Önceki İçerikYeni doğan bebeklerde uyku düzeni nasıl olmalı?
Sonraki İçerikGebelikten önce diş tedavisi neden önemlidir?
1970 kayseri doğumluyum.İlk,orta ve lise eğitimimi Ankara’da tamamladım. 1986-1992 Ankara Üniversitesi Tıp Fakültesinde tıp eğitimi tamamladım.Hemen ardından 1997 yılında Dr.Zekai Tahir Burak Kadın Hastalıkları ve Doğum hastanesinde Kadın Hastalıkları ve Doğum Uzmanlık Eğitimimi tamamlayarak, uzman hekim olarak göreve başladım. 2004 yılında Gazi Üniversitesi Tıp Fakültesi Histoloji Embriyoloji Anabilim Dalında Embriyoloji alanında doktora eğitimimi tamamladım.Bu yolla tüp bebek uygulamaları ve gelişimi konusunda binlerce hastaya faydalı olabilme şansım oldu.Sağlık Bakanlığı Yardımcı Üreme Teknikleri Sertikasyon Programlarını hem kadın hastalıkları ve doğum hemde tüp bebek laboratuvar (Embriyoloji -Androloji) uygulamalarında her iki eğitim programını da tamamladım ve bu nedenle ZTB tüp bebek laboratuvarı eğitim sorumluluğu görevinde bulundum. Ardından Zekai Tahir Burak Kadın Hastalıkları ve Doğum Hastanesinde infertilite-tüp bebek kliniklerinde çeşitli görevlerde çalıştım. 2010 yılında Kadın Hastalıkları ve Doğum alanında Doçent ünvanını kazandım.2011 yılında Perinatoloji alanında yapmış olduğum çalışmalar nedeniyle Yüksek Riskli Gebelikler Uzmanı olarak atandım. 2015 yılında Bahçeşehir Üniversitesi Tıp Fakültesi Kadın Hastalıkları ve Doğum Anabilim Dalında Profesör olarak akademik kadroya katıldım.

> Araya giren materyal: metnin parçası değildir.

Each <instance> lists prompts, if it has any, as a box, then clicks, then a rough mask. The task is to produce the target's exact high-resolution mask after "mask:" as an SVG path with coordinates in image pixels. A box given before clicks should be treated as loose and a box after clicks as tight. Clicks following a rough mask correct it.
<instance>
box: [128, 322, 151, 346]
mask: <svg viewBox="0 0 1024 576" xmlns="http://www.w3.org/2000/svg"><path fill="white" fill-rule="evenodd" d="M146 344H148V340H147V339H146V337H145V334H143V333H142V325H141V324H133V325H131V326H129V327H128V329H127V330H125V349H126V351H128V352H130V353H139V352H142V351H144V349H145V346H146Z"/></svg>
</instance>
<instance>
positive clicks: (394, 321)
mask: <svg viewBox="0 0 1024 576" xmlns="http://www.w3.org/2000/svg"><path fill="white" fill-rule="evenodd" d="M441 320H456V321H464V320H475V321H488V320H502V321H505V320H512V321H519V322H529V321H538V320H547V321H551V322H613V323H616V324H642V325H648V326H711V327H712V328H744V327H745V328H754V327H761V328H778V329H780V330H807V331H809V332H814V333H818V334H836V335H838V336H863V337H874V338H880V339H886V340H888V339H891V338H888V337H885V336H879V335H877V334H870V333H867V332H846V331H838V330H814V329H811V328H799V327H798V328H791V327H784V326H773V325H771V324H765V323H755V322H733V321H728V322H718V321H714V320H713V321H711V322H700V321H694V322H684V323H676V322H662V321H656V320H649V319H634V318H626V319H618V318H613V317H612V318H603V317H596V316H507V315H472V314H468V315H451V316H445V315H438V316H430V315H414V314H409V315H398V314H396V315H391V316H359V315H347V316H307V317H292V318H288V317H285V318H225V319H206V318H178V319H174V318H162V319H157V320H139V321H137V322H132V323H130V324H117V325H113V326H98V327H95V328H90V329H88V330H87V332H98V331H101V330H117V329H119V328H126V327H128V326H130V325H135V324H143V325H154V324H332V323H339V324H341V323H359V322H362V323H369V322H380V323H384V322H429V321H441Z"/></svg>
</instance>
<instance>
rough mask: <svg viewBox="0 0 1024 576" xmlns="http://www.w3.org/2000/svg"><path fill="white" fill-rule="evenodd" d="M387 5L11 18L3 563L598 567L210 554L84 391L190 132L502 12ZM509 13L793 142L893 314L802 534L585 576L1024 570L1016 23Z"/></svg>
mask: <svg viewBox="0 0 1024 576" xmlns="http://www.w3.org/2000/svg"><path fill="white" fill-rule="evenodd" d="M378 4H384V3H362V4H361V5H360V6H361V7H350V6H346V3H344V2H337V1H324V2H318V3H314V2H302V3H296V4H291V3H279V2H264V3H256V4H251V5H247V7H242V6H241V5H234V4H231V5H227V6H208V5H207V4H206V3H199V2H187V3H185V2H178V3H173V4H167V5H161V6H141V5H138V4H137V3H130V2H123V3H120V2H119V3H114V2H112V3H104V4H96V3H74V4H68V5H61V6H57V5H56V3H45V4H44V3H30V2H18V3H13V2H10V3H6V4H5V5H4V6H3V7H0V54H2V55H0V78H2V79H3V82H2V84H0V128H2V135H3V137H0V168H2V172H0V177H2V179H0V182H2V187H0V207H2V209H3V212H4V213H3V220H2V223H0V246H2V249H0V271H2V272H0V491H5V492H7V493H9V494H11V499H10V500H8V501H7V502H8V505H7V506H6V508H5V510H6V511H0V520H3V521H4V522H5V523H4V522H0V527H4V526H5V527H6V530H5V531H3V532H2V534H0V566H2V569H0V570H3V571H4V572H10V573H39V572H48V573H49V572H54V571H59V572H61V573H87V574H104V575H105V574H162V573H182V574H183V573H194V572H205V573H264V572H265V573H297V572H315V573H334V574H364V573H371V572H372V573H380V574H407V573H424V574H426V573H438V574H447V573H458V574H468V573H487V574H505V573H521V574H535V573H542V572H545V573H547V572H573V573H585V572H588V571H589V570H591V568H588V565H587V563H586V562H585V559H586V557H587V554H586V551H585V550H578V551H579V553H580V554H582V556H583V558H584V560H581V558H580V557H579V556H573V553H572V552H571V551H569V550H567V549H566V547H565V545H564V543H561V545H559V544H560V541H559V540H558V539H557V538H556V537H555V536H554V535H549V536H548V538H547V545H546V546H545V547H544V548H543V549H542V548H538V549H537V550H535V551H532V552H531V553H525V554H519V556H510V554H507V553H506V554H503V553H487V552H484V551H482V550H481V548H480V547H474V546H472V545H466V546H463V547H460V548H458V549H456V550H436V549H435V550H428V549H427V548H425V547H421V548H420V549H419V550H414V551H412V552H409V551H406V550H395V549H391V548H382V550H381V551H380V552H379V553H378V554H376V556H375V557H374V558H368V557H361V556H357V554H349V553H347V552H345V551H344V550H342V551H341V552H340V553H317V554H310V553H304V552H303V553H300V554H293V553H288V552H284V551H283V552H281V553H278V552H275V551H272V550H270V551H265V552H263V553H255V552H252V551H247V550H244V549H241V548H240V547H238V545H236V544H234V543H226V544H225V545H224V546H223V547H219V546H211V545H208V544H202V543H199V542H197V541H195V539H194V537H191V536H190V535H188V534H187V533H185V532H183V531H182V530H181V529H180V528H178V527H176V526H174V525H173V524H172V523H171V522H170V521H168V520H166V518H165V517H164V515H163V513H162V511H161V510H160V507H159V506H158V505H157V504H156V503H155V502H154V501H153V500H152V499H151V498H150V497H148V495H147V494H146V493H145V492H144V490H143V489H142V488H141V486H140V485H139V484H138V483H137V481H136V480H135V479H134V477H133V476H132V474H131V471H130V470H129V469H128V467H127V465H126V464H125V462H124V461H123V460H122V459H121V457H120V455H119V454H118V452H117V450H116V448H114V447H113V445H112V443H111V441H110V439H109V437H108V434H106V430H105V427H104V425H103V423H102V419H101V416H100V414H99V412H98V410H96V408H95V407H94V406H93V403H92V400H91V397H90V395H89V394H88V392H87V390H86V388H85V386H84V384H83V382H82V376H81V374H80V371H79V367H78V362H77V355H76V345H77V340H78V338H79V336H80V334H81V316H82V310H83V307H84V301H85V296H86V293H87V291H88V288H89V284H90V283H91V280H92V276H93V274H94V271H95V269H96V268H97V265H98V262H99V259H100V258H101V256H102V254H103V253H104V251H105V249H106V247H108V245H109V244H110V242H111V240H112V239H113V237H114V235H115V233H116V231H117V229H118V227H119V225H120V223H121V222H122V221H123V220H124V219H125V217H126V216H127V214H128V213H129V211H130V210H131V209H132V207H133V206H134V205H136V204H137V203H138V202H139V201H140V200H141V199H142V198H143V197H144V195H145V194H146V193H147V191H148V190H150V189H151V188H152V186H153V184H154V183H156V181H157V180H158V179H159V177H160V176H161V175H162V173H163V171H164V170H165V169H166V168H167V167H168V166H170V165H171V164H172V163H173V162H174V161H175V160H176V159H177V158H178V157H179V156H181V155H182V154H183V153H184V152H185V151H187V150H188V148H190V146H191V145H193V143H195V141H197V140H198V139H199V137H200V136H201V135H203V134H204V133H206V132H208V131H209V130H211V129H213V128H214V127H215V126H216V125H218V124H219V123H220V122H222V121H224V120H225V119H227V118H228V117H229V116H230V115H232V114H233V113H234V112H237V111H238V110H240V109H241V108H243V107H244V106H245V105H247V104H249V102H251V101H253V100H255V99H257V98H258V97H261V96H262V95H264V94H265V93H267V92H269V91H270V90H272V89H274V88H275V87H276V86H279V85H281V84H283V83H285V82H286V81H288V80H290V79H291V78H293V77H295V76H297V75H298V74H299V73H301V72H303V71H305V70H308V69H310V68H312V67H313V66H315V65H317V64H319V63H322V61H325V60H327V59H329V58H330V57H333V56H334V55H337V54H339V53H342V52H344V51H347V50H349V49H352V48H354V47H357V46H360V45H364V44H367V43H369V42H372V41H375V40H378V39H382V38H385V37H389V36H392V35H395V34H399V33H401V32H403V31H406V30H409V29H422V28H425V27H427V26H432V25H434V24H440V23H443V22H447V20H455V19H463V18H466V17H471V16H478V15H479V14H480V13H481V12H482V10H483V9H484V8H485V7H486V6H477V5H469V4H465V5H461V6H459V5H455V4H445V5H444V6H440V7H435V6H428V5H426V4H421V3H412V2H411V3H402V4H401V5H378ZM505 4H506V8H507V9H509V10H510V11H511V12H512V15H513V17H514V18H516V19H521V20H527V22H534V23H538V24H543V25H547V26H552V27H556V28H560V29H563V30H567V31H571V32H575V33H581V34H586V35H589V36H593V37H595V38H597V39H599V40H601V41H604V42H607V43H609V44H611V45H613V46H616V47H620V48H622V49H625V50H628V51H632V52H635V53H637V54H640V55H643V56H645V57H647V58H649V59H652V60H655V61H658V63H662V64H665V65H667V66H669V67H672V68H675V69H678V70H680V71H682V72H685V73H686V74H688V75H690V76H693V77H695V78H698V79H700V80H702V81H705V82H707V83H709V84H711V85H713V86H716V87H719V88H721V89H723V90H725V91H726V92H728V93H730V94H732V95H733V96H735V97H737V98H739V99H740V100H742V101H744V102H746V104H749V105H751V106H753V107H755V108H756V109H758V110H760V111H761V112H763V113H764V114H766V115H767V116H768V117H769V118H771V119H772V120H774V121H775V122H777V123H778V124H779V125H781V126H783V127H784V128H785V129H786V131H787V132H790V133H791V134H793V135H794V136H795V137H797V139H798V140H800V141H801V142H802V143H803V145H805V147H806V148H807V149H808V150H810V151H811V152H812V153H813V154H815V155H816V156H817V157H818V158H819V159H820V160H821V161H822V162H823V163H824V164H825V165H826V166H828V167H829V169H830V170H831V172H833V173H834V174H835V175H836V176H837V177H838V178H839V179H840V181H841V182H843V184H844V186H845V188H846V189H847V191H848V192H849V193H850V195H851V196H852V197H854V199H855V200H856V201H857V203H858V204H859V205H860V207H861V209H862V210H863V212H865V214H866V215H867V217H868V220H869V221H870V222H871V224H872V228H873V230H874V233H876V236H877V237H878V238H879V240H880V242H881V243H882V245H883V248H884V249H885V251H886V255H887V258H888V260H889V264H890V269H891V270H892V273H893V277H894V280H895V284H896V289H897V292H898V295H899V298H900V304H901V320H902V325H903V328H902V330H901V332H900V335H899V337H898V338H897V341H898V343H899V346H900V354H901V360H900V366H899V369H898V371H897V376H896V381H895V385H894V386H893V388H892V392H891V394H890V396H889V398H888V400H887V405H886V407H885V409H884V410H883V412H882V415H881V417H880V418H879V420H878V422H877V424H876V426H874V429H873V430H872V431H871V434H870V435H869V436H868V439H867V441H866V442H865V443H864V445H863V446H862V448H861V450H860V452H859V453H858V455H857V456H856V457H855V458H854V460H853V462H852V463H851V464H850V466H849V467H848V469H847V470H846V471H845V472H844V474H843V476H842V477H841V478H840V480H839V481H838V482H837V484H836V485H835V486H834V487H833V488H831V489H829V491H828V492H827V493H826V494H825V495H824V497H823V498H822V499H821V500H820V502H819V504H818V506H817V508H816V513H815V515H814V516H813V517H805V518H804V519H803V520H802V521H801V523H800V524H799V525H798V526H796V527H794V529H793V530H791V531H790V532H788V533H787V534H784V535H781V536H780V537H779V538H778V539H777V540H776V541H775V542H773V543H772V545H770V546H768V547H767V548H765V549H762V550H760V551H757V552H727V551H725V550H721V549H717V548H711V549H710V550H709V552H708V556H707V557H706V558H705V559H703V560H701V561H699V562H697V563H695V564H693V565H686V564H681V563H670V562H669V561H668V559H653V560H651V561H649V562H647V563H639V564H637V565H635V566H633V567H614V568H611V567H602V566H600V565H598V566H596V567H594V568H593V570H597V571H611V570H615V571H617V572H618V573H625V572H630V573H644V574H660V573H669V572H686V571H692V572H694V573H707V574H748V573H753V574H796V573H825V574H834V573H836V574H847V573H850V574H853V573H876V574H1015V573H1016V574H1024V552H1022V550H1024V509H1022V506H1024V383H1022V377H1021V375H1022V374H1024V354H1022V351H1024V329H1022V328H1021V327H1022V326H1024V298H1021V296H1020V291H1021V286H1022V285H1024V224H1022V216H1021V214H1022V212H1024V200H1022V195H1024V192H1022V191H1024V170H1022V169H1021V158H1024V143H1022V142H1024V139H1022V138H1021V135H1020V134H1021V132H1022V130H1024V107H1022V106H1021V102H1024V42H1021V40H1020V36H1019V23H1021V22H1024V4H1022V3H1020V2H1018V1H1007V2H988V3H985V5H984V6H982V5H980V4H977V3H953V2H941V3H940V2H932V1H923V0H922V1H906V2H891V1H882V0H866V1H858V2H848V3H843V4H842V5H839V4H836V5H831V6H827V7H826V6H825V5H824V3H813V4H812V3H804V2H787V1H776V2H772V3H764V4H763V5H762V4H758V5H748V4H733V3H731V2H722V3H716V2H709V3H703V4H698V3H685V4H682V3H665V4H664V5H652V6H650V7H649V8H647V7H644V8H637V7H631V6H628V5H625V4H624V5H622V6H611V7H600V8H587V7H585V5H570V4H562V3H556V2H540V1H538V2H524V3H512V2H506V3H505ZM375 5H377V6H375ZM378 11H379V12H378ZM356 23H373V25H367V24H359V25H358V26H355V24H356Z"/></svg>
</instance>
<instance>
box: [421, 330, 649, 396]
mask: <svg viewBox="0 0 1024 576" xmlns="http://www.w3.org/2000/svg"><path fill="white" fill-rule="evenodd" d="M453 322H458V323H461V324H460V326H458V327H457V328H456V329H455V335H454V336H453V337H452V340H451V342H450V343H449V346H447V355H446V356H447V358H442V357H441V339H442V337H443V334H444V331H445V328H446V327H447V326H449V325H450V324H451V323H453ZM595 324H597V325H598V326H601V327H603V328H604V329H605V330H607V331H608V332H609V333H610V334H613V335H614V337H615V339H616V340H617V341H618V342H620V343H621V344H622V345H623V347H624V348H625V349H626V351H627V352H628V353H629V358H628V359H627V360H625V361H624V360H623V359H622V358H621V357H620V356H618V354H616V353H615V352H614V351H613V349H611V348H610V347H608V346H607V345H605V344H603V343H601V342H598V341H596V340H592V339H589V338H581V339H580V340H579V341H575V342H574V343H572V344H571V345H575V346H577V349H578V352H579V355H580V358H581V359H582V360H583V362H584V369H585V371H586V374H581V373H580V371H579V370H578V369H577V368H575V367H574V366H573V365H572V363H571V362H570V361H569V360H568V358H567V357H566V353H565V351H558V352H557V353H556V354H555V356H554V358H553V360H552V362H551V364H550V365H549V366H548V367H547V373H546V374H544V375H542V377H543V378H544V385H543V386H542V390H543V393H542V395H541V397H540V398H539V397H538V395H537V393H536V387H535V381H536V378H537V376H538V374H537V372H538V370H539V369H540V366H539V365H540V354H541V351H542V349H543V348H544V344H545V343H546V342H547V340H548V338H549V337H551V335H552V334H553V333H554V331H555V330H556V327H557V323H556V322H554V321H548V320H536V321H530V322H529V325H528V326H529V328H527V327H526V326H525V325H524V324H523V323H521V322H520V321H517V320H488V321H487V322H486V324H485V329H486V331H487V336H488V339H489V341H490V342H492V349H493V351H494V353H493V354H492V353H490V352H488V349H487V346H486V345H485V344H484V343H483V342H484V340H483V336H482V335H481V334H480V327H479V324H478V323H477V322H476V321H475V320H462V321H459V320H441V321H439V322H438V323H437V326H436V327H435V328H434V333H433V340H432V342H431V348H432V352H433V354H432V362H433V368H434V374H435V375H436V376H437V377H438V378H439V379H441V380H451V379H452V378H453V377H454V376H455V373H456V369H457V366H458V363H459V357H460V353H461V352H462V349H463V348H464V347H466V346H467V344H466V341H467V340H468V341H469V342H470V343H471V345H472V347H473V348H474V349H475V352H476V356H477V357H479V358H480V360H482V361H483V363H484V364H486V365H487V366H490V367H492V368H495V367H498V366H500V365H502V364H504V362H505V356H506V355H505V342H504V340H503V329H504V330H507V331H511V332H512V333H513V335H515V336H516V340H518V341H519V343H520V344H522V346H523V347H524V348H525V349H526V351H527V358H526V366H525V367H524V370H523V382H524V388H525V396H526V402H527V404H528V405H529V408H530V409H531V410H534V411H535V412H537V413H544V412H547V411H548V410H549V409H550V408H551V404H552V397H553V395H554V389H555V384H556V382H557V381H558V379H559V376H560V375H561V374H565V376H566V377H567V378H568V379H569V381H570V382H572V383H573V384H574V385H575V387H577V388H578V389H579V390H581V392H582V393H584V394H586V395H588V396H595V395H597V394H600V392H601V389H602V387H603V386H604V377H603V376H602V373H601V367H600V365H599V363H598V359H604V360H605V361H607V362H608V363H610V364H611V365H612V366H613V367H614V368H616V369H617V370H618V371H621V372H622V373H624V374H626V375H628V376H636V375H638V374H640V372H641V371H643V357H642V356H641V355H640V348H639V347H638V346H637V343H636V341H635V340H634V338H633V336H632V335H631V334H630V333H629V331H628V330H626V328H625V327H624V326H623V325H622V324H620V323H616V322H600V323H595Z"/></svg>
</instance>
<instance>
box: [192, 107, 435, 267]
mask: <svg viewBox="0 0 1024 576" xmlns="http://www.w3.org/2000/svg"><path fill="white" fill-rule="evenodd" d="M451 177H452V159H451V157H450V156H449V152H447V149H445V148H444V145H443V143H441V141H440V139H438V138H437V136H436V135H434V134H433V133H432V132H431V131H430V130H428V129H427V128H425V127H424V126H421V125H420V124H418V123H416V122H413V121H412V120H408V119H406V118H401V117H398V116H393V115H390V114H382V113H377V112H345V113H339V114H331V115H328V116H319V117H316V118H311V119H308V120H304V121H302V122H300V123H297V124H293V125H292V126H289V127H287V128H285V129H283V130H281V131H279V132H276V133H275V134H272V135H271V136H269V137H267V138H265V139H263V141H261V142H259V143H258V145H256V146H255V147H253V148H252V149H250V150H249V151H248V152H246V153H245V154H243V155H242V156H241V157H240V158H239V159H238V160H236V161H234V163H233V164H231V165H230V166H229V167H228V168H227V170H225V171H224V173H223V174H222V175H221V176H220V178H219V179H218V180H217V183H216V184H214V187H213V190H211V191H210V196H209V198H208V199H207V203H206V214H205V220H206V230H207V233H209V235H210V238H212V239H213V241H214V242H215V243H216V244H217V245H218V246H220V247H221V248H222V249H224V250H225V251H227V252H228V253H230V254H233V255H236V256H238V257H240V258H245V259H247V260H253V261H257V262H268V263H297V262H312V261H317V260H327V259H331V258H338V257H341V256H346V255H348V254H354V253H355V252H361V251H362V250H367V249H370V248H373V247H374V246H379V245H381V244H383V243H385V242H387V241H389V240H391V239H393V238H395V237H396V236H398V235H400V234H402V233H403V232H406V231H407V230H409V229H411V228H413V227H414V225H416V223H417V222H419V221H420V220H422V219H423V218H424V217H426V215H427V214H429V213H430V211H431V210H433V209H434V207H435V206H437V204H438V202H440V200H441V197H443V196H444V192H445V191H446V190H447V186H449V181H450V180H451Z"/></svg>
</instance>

Çalıştığım her kurumda sayısız hastaya tüp bebek uygulamaları ve riskli gebelikler alanında fayda sağlamaya çalıştım. Meslek hayatım boyunca sayısız gebe takibi,binlerce tüp bebek uygulaması,aşılama,amniosentez , jinekolojik ameliyatlar yaptım. Günümüzde teknolojik imkanlardaki artışlar nedeniyle robotik ve laporoskopik cerrahi teknkleri hastalarımla buluşturdum. İnfertilite ve perinatoloji alanında yurt içi ve yurtdışı yüzlerce bildiri ve sözlü sunumlarda bulundum beraberinde pek çok toplantıda görev aldım . Çeşitli yurtdışı dergilerde yayınlanmış ve kabul görmüş 100 den fazla uluslararası makalem mevcuttur. Ayrıca şu anda Atılım Üniversitesi Tıp Fakültesi Öğretim Üyeliği yapmakta olup, Medicana International Ankara Hastanesi’nde ise Tüp Bebek Ünite Sorumlu Hekimi olarak görev yapmaktayım.